Sketch a service-oriented design. Search service: backed by Elasticsearch, handles filtered queries and returns hotel metadata with availability flags and minimum prices. Booking service: owns the transactional workflow, interacting with PostgreSQL for inventory and reservation management. Pricing service: computes total costs from base rates, taxes, and fees. Payment service: wraps interactions with the payment gateway. Inventory service: manages nightly availability counts and publishes events to refresh the search index asynchronously. Place Redis in front of hot paths for caching search results and managing soft-holds during checkout. Use Kafka to decouple inventory updates from search reindexing, maintaining eventual consistency without blocking bookings.
Walk through the core booking flow. A user selects dates and a room type. The booking service starts a PostgreSQL transaction: it queries SELECT available_count FROM inventory WHERE hotel_id = ? AND room_type_id = ? AND date BETWEEN ? AND ? FOR UPDATE. If every night has at least one room, it decrements available_count for each date and inserts a reservation row with a PENDING status and a generated confirmation code. The service then calls the payment service with an idempotency key. On payment success, it updates the reservation to CONFIRMED and commits the transaction. If payment fails or times out, it rolls back, returning inventory to the pool. Discuss how FOR UPDATE row locks prevent concurrent transactions from overselling, and how the composite index on (hotel_id, room_type_id, date) keeps the range scan fast.

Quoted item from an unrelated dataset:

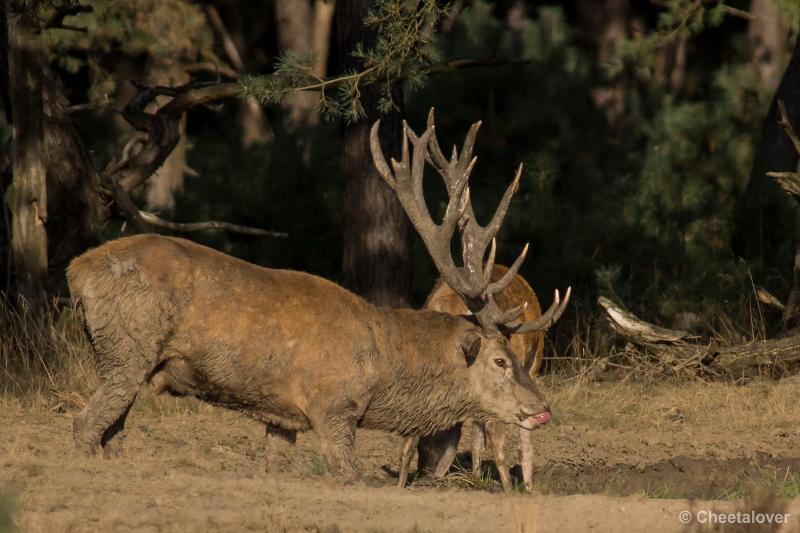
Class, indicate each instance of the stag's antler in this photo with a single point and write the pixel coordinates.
(472, 282)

Cover search scalability: Elasticsearch indexes updated via Kafka consumers with eventual consistency; popular queries cached in Redis. Discuss pricing: a dedicated service applying rate tables, occupancy modifiers, and tax rules. Address booking management: modification creates a new reservation and cancels the old one atomically; cancellation triggers refund via the payment service. Mention monitoring: track booking success rate, lock wait times, search p95 latency, cache hit rates, and Kafka consumer lag. Discuss scaling: partition the inventory table by date, use read replicas for search-related queries, and scale the booking service horizontally behind a load balancer.